12/23/06

Hardware holiday season from hell

What set off the flashbacks today was the Drugstore Shopping Spree on Slate with the slideshow of ten gifts under $30 that you can buy at CVS at 10:30 p.m. on Christmas Eve. Yes, I'm having flashbacks to my holiday season from hell. That would be Christmas 1987.

I have only the smallest inkling of the post-traumatic stress disorder experienced by war vets and victims of violent assaults. My stress level was much less extreme, but the personal vehicle known as my Self did not have adequate emotional armor that winter.

My oldest son was barely five when he started kindergarten in an Omaha suburb in August of '87. By Labor Day my spouse was transferred to Oklahoma City, and I was single-parenting and trying to sell our house (the nearly perfect house where I had hoped to live the rest of my life). Try having your house ready to show on an hour's notice when you have a kindergartner, a two-year-old, an infant, and an extremely malodorous anti-social hamster!
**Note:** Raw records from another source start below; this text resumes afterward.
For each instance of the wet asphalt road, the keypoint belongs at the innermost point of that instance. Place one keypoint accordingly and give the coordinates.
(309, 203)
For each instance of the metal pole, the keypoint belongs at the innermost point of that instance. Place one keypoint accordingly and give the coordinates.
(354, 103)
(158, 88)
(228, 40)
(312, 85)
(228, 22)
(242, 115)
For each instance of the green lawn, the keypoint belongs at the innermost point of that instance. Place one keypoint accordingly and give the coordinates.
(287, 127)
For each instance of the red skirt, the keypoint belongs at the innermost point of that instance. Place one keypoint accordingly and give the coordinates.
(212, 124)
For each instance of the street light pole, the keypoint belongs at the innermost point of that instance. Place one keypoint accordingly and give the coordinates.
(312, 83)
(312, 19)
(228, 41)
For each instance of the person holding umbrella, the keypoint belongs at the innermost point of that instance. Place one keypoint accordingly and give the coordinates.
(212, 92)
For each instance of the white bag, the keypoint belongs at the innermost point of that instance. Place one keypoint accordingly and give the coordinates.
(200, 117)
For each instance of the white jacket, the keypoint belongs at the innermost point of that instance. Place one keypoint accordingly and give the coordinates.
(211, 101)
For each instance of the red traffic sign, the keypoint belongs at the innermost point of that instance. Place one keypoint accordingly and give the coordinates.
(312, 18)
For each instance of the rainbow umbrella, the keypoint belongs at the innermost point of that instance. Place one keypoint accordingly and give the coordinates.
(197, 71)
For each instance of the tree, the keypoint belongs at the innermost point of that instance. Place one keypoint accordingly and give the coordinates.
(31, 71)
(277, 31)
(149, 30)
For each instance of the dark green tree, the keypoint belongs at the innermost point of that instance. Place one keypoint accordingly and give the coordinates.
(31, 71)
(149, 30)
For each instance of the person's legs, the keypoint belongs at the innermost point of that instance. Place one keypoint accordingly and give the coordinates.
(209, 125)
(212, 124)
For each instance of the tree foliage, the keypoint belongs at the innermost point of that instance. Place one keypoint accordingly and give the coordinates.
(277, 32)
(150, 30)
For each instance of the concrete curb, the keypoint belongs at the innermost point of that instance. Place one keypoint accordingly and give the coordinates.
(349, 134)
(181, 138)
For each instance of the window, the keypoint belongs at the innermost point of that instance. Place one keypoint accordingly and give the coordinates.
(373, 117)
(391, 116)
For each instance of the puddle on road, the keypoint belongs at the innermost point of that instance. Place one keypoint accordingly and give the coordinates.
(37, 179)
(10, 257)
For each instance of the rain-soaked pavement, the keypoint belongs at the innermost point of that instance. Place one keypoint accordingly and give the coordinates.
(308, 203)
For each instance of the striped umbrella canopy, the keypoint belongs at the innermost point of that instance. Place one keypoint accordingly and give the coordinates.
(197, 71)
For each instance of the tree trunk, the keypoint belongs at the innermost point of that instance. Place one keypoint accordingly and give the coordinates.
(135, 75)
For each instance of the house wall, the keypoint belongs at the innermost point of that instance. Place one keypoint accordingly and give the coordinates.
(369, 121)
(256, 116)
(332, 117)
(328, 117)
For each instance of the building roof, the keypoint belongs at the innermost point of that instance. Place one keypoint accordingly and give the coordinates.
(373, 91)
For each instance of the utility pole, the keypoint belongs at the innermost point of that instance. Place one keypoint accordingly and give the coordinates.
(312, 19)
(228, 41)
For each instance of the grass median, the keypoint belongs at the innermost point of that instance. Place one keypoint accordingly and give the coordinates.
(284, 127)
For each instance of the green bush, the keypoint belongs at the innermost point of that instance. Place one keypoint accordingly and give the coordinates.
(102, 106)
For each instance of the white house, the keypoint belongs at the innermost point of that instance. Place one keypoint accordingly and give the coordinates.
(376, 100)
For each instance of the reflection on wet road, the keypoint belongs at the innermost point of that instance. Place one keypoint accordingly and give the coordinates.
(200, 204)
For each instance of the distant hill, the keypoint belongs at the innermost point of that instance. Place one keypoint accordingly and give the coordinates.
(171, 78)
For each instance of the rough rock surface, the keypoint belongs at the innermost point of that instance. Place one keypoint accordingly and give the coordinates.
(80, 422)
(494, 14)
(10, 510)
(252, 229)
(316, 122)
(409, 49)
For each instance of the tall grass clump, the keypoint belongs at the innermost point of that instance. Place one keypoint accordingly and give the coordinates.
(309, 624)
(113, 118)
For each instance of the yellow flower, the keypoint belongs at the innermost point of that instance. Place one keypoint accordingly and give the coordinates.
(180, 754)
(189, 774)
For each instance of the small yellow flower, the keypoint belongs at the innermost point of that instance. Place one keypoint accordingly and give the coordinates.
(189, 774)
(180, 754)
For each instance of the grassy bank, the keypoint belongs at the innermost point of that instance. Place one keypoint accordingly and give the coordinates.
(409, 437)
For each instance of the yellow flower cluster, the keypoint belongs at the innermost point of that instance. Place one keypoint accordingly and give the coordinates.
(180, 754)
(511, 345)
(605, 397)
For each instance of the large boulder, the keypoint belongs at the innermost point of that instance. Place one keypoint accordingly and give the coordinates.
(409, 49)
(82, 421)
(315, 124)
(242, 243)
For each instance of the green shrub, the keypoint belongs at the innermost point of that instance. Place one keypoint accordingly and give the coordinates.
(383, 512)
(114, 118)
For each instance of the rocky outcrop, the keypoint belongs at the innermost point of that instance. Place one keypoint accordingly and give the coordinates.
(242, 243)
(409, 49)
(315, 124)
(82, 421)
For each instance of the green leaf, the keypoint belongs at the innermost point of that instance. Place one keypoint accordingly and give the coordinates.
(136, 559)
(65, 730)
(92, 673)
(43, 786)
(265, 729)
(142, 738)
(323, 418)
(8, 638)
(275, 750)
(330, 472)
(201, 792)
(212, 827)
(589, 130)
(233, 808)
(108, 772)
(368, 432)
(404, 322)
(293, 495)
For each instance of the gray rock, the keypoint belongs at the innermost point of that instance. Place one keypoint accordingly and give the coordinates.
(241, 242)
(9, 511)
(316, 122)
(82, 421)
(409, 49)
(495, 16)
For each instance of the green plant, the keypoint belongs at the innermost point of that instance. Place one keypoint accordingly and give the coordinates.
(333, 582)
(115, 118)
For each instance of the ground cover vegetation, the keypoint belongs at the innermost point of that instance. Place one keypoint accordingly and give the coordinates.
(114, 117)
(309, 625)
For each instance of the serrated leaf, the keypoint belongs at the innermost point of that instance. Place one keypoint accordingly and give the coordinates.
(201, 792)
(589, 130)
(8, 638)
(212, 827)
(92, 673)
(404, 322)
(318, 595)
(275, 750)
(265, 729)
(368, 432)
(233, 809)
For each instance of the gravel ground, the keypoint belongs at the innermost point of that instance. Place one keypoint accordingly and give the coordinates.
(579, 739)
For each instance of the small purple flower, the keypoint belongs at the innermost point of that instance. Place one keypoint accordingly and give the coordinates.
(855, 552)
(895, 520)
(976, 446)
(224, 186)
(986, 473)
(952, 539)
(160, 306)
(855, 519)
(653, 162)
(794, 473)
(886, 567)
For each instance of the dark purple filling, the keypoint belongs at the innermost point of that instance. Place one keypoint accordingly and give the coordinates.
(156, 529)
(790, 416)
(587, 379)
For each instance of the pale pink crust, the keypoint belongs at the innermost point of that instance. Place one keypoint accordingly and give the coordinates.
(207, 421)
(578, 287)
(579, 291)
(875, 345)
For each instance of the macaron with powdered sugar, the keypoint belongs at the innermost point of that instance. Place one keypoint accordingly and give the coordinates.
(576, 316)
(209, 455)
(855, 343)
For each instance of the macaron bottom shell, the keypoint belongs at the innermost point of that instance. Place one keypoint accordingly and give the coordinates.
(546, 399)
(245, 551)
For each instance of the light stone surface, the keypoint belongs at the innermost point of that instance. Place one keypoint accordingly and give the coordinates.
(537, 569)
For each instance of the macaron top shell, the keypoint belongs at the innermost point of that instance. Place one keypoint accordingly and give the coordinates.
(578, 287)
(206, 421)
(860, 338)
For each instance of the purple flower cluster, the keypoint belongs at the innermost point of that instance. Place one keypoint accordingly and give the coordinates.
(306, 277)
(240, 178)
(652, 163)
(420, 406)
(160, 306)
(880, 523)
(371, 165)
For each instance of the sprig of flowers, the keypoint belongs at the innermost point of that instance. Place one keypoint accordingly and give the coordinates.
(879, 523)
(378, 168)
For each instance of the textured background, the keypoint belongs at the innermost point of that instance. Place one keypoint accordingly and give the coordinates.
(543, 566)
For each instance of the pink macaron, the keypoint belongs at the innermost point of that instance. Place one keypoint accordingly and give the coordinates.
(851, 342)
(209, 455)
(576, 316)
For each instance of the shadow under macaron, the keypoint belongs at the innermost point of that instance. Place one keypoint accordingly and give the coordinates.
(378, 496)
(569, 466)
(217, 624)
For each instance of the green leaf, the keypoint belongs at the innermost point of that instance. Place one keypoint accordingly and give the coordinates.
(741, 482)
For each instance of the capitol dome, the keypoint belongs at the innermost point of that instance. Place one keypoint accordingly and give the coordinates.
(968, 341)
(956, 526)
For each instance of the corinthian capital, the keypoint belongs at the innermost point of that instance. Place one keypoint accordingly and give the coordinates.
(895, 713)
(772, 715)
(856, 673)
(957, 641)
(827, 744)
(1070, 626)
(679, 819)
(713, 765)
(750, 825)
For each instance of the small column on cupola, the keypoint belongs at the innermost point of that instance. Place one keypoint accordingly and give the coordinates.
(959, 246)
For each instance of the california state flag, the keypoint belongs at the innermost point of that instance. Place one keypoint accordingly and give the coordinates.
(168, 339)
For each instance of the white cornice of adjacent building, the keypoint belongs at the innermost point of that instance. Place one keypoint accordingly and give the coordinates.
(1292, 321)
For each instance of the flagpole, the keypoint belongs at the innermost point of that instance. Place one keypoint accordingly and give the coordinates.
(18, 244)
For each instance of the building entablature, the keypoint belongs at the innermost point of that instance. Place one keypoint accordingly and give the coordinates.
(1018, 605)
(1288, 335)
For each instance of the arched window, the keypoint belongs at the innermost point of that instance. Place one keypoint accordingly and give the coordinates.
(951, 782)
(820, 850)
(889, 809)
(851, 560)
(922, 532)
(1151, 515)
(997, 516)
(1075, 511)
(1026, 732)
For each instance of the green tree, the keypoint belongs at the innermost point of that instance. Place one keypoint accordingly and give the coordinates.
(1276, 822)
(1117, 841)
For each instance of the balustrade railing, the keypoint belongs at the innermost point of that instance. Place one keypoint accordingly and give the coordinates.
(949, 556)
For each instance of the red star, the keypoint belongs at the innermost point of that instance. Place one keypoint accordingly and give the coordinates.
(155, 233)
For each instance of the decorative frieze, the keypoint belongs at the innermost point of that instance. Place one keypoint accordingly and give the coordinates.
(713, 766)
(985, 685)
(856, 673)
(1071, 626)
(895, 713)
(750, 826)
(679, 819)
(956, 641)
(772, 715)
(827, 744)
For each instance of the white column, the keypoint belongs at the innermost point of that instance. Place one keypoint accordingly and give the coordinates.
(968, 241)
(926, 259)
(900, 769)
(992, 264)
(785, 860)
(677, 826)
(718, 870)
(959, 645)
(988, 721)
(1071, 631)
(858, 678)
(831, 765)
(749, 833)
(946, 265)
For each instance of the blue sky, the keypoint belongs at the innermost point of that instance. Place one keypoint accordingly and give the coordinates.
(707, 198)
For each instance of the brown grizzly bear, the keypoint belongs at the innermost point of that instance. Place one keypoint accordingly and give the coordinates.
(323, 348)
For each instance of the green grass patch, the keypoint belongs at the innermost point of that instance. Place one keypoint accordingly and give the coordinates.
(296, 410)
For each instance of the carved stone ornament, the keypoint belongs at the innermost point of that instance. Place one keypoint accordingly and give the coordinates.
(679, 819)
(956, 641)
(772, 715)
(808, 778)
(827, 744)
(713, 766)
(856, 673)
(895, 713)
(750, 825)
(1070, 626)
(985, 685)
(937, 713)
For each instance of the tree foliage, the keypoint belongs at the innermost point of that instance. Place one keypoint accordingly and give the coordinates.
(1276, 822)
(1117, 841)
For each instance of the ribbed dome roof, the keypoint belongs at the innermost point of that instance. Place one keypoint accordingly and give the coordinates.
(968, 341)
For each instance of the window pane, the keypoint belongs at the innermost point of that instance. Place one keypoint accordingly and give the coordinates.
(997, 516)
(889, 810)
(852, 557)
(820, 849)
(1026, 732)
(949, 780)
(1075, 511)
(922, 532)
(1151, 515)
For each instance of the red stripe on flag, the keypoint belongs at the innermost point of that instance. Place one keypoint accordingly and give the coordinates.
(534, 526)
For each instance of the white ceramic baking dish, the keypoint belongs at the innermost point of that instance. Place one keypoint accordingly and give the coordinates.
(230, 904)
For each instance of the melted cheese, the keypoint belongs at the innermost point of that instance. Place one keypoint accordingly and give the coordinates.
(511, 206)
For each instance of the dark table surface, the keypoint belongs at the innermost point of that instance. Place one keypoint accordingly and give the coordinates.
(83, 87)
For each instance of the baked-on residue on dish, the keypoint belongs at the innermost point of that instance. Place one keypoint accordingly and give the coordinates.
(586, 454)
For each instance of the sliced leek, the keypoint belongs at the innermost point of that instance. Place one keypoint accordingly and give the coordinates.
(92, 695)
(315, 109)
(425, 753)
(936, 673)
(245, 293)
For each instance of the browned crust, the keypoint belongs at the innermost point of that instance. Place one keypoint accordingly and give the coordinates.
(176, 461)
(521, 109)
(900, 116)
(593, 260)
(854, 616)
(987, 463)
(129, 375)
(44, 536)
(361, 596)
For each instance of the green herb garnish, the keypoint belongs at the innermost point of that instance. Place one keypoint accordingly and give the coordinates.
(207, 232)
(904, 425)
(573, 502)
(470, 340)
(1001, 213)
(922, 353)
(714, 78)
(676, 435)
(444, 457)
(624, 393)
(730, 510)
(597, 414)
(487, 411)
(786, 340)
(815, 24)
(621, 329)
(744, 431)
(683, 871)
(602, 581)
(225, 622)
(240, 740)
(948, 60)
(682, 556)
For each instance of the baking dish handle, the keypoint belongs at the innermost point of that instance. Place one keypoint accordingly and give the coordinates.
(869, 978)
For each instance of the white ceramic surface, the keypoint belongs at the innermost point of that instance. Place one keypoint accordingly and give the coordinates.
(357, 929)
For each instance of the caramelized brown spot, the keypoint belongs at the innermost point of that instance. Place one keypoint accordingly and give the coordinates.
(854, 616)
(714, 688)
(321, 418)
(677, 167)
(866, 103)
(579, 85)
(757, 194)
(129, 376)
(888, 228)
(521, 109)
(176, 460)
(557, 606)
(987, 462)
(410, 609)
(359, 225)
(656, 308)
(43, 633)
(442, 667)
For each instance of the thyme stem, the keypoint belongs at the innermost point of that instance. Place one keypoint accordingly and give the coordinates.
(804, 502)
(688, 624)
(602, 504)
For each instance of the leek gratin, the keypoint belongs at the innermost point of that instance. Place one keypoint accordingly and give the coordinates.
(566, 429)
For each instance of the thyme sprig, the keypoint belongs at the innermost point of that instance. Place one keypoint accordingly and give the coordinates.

We moved to Edmond, Oklahoma that Thanksgiving weekend. Having "Thanksgiving dinner" at Waffle House No. 131 on I-35 with three little kids was the bottom for comparing all other Thanksgivings! Friday morning we woke up early at the motel, and my spouse dropped us off at our freezing rental house to meet the moving van. The house had a bizarre floorplan that defied all logical furniture arrangements, and our necessary belongings were in a mountain of boxes. My eyebrow began to twitch, and we all began to itch and scratch.

My spouse was working fourteen-hour days. I had lost my entire support system, and thought our itching was stress-related. After a few days the boys and I were covered in welts, and I had to find a doctor. Our rental house was infested with fleas, and they were attacking us for want of the former canine residents.

After Jeff left on the schoolbus one morning, I got the younger two bundled up and strapped into the minivan. We were on a mission to Westlake Hardware on Broadway Ave. to buy flea bombs. I was so stressed that doing all my Christmas shopping for grown siblings and in-laws in the hardware store seemed perfectly rational. With the little guys sitting in the shopping cart I bought up sweater shavers, de-icing spray, duct tape, a tiny bicycle with training wheels requiring some assembly, kitchen towels, mini-crockpots, bird feeders, padlocks, Phillips-head screwdrivers, chef's aprons, flashlights, shower curtains, shower squeegees, extension cords, and timers for electric lamps.

When my spouse finished work late that Christmas Eve, we loaded up the minivan and white-knuckled it all night driving through the scariest ice storm I've ever experienced. Made it to Grandma's house in Omaha in time for the morning opening of presents. My oldest immediately came down with chicken pox.

Flashlights are the perfect gift for everyone on your Christmas list! If you are just now starting your shopping, be sure to pick up the right size batteries for each flashlight. Preschoolers love flashlights for playing bedtime superheroes as they learn cause and effect. Older kids love reading Harry Potter under the covers. Everyone can use a flashlight with fresh batteries--teen drivers, tornado alley residents, people with overloaded power grids, those afraid of monsters in basements and closets or werewolves on the moors, those trapped overnight in the natural history museum, mothers looking at their kids' tonsils, campers, amateur film-makers doing primitive special effects, people who can't pay their utility bills, spelunkers, those signaling drug-runners or alien spacecraft, Rudolph wannabes... Say "ahhh"... Ahh is calm. All is bright...

Did a bit of hardware store shopping this Christmas season. My youngest is moving into his first apartment after the winter break. I've elegantly wrapped his Rubbermaid Covered Bowl Brush Set like a magnum of expensive champagne. It's a primo toilet brush--White. Plastic. Caddie opens with light pull of brush handle-closes when brush is replaced. Ventilated back. Bristle squeegee action hugs contour of bowl. One piece. Won't rust. Non-matting bristles. Made in United States. $4.99. I'm so envious! Makes me want to shine my flashlight back behind the john.

Life is good. I'd like a flashlight view of my future, but my kids have grown up terrific. They even occasionally clean their bathrooms. The hamster and the Waffle House are far in the past. The eyebrow twitch is subsiding. I hope Santa dips some chips in the queso warming in the mini-crockpot. Then we'll all gather to watch a demonstation of the open and close action of the toilet brush caddy.

2 comments:

Anonymous said...

We had a similar flea experience in this house when we moved here. We finally had Orkin come and exterminate them.

As for hardware store shopping, I agree that flashlights are always a great gift. This year, I'm giving each of the kids a little flashlight in their stocking.

Under the tree, there are vice grips for everyone, including my husband. Everyone needs a personal set of vice grips (aka locking pliers)! Even if you already have a set, it's good to have another. (I am not jesting.) :D

Collagemama said...

Needlenose pliers and sturdy Swingline staplers are very useful, too.